Sight vs. Sound

The Core Challenge of Film Sound Work

 

Film sound preservation is different from film image preservation in one very important way:  the image on the film is comprised of discrete still images that, when used along with a shutter, simply fool the brain into perceiving smooth motion.  However, the audio on the film is continuous and requires continuous movement to properly convey the same level of realism and quality as the picture.  This difference between motion picture images and sound can be seen in the above picture of a composite print.  

Just continuous movement is not enough for good sound, though.  While the eye/brain combination has a very coarse perception of images over time (24 frames per second with 48Hz shutter is sufficient), the ear/brain combination is mind-bogglingly sensitive to sound in the time domain.   This extreme sensitivity allows the enjoyment of high fidelity sound, but its real purpose is to enable humans to accurately locate the position of sounds around us.  The more accurately we can pinpoint danger, the more accurately we can plot a course to run in the opposite direction.  

As a result of our acute sensitivity to auditory timing cues, high quality sound reproduction must be done with extremely steady fluid motion.  The importance of precise and steady movement is a cornerstone of good sound quality in any format, and steady movement has been the subject of much of the R&D on sound transports over the last century.     Slow speed errors are be heard as wow, slightly higher frequencies are heard as flutter, and the highest frequency disturbances are heard as “harshness” or “roughness” in the audio.  Our ears are so sensitive that they can even pick up on delays between frequencies in program material.  However, this type of error is caused by audio electronics design rather than mechanical transports.

Since high-quality sound necessitates real-time transfer with specialized transports, sound requires a very different and more demanding approach to motion than picture.  Picture capture and restoration is simplified by that fact that work can be done frame-by-frame in steps. Although it is now possible in the digital domain to stitch together digital “snapshots” of a sound track as is occasionally done with soundtrack scans from a picture scanner, this is done as a convenience and is not an acceptable solution for high-quality sound reproduction.  In fact, professional projector soundheads from the early 1930s can typically offer better speed consistency than this high-tech stitching approach. 

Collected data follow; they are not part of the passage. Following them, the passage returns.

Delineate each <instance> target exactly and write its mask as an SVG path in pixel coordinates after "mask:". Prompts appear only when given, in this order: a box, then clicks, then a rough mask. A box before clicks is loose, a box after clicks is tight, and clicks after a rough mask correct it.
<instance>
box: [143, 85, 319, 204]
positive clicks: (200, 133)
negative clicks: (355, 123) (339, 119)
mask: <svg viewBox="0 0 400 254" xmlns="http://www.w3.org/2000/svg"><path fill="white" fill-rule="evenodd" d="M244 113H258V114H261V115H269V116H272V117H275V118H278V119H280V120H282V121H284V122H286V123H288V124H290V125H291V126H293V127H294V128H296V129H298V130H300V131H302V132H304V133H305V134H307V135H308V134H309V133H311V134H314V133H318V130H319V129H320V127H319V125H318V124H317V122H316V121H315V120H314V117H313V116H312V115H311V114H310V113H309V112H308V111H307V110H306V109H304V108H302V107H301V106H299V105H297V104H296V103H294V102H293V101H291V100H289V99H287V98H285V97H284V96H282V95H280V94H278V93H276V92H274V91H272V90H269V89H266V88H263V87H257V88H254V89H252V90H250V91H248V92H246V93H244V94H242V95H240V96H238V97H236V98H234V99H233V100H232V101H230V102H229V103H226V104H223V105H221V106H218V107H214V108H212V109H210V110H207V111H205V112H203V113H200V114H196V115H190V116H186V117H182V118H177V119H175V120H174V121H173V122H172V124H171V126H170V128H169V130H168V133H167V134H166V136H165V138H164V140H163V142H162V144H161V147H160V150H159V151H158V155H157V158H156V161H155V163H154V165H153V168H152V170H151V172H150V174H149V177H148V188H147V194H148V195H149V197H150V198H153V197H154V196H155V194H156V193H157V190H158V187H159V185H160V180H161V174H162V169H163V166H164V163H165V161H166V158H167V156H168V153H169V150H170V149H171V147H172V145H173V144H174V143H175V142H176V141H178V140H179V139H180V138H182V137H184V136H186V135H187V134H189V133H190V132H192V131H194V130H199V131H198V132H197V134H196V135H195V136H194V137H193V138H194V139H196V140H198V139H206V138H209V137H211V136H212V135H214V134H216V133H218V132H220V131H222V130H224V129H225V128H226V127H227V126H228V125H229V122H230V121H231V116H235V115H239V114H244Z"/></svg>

Perhaps the most important point to make about the continuous nature of film sound is that it affects many other seemingly unrated sound quality variables.  For example, cleaning a few frames of mag track so it looks good to the eye is not terribly difficult, but cleaning an entire continuous roll so that there are no friction differences that will affect the smoothness of motion is a wildly more complicated endeavor. Additionally, variables like the perf-to-perf relationship of splices, which are not particularly important in modern picture scanning, are critical for smooth real-time transfer of motion picture sound elements.  As specific problems with sound elements are discussed here and elsewhere, always keep in mind that the importance of continuous smooth motion of sound adds a layer of complexity to deterioration solutions that can be largely sidestepped with similar picture solutions.